Grappling with Unexpected Struggles
The plight of migrant children took center stage in the summer of 2018 as a result of the federal government’s Zero Tolerance policy.
CV has been proud to care for migrant teenagers since 2004. Whether they come to our borders without guardians or are separated from them upon arrival, our goal is always to reunite migrant teenagers safely with family as quickly as possible.
But sometimes reunification is not easy. After the joy of being together again, parents often grapple with new, unexpected struggles. Some haven’t seen their children in years and have no idea how to parent. To help, we started offering workshops, support groups, and counseling in the community – open to all migrants. The program has been so successful that we will expand the number of sites from two to twelve in January.
One mother who comes to our workshops is Maria.* She left El Salvador 14 years ago, leaving her infant son and 3-year-old daughter in the care of her parents. Working two jobs in New York, she was able to send money home for their education and living expenses. When she could, she sent clothes and gifts. Her parents and her children depended on her. But it was hard living apart from her children.

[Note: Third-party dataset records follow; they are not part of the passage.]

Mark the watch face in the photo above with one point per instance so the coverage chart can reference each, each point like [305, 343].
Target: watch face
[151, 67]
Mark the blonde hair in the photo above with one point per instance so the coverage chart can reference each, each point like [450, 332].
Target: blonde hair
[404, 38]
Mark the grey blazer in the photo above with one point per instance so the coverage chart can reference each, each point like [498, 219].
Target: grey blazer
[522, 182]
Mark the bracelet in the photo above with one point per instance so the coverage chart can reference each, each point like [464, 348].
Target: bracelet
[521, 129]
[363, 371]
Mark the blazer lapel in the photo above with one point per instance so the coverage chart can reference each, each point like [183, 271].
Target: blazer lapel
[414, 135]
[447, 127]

When Maria’s mother passed away last year, she scraped up enough money to send for her children, who were now teens. Her son resents that she left him all those years ago and is acting out. Both children are struggling in school. Parenting teens is new to her, and she felt there was nowhere to turn for support. A friend told Maria about the program and, since then, she hasn’t missed a class.
“It’s the one time during the week that I feel I can breathe,” she says. “I can talk to other parents who know what I’ve been through and how I feel.”
There are many more parents like Maria who need our help, and The Children’s Village is grateful to be part of the solution.
Migrant parent workshops and support groups are funded by New York State’s Office for New Americans.
* Maria’s last name was withheld to protect her privacy.